Das „Investment“ in emotionalen Beziehungen ist sehr viel langfristiger und nicht primär auf Rendite ausgelegt. „Wer einem seiner Angehörigen etwas Gutes tut, erwartet keine unmittelbare Bezahlung.“ Die gegenseitige Loyalität und Identifikation ist hoch, eine Tatsache die sich häufig auch auf die familienfremden Mitarbeiter*innen auswirkt und im Optimalfall zu hoher Leistungsbereitschaft führt, was wiederum auch ökonomisch schwierige Zeiten besser überstehen lässt.

iii.     Teamorganisation

In Familienunternehmen gibt es meist eine hohe Rollenflexibilität, das heißt einzelne Personen sind bereit und in der Lage unterschiedliche Funktionen zu übernehmen. Simon beschreibt Teams als familienartige Einheiten, die in erfolgreichen Familienunternehmen die Langfristigkeit der Beziehungen mit einer hohen Rollenflexibilität kombinieren, das bringt Flexibilität, die wiederum Wettbewerbsvorteile verschaffen kann.

 iv.     Kapitalbindung

Der Planungshorizont von Familienunternehmer*innen spannt sich meist über mindestens eine Generation, ein Berufsleben hinweg, häufig bereits in die nächste Generation hinein und ist damit signifikant langfristiger, als dies in börsennotierten Unternehmen der Fall ist, in denen sich die Unternehmensleitung einer vierteljährigen Berichtspflicht gegenübersieht. Im Optimalfall führt dies zu ruhigeren, überlegteren Entscheidungen, die sich nicht einseitig an kurzfristiger Ertragsoptimierung orientieren.

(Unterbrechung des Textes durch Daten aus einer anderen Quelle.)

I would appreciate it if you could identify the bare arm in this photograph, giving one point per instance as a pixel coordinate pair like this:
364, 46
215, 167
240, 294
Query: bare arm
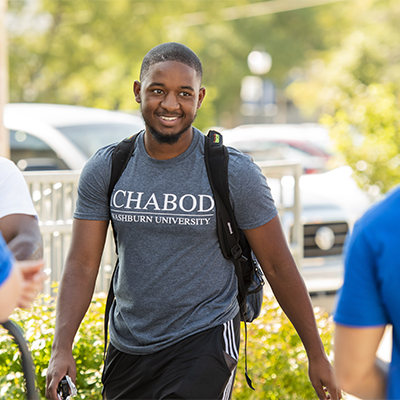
22, 235
358, 369
269, 245
75, 293
9, 293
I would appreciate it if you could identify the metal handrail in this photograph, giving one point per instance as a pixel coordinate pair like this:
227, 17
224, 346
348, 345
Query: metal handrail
27, 363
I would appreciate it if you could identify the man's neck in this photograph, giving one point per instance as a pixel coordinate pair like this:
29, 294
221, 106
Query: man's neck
166, 151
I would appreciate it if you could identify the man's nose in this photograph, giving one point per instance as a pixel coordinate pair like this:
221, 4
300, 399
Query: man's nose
170, 102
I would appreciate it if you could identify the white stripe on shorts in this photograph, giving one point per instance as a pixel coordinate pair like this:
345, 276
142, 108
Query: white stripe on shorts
233, 351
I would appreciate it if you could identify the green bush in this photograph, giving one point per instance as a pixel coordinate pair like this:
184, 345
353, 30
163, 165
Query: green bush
277, 361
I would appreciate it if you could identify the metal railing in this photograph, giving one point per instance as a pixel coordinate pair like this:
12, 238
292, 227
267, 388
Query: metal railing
54, 195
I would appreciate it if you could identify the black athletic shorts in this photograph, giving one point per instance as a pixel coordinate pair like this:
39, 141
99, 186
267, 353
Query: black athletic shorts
202, 366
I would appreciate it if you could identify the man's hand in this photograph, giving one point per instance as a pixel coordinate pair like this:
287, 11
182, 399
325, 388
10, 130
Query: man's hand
322, 377
33, 278
61, 363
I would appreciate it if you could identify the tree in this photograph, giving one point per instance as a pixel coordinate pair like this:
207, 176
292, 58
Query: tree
89, 52
355, 89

Diese vier Faktoren können zu echten Wettbewerbsvorteilen führen. Sie fördern eine erhöhte Loyalität sowohl der Mitarbeiter*innen als auch der Kund*innen, ermöglichen eine größere Flexibilität in der Unternehmensführung und führen oft zu überlegteren, langfristigeren Entscheidungen.

Familienunternehmen sind historisch gesehen als „Männerbund“ konstituiert. Dies findet insbesondere seinen Ausdruck in der Regel, dass der erstgeborene Sohn das Unternehmen erbt und Geschäftsführer wird, die sogenannte „Primogenitur“. Diese Regel kann in unterschiedlicher Konsequenz Anwendung finden und ist in vielen Familienunternehmen unterschwellig noch wirksam.

So ist es auch kein Zufall, dass beide Protagonistinnen der Erfolgsgeschichten, die in diesem Artikel erzählt werden, keine älteren Brüder haben. Frauen kommen nach wie vor in der Unternehmensnachfolge vor allem dann vor, wenn die männliche Nachfolge, aus welchem Grund auch immer, nicht möglich ist.

Das ist aus verschiedenen Gründen bedauerlich:

  • Die meisten Familienunternehmer wünschen sich eine familieninterne Nachfolge, warum also nicht an eine Tochter übergeben?
  • Frauen sind heute genauso gut ausgebildet wie ihre Brüder.
  • Es kann ein sehr erfüllender Lebensentwurf für Frauen sein, zur „F.U.N.“ zu werden.
  • Häufig gestaltet sich ein Generationswechsel von Vater auf Tochter vergleichsweise reibungslos.
  • Letzteres gelingt insbesondere dann, wenn die Tochter nicht nur über die nötigen Kompetenzen verfügt und vom Nachfolgeprojekt überzeugt ist, sondern auch eine sogenannte ‚Vatertochter‘ ist – also eine besonders enge Bindung zu ihrem Vater hat. „Vatertöchter neigen dazu, ihren Vater zu idealisieren und können umgekehrt mit einer ausgeprägten Wertschätzung seinerseits rechnen.“ Wesentlich ist auch zu beachten, dass das Prinzip der Primogenitur den Söhnen keineswegs nur Vorteile bringt, ganz im Gegenteil, können sie nicht „konfliktfrei die Geschäftsleitung verweigern“ und „patriarchal eingestellte Väter können ihren Töchtern leichter Individuation ermöglichen, als ihren Söhnen“. (Daser, Bettina / Rahn, Christina (2008) „Wenn die Tochter dem Patriarchen folgt“ In Strick, Sabine (Hrsg.):  „Die Psyche des Patriarchen“, Frankfurt am Main: FAZ-Buch)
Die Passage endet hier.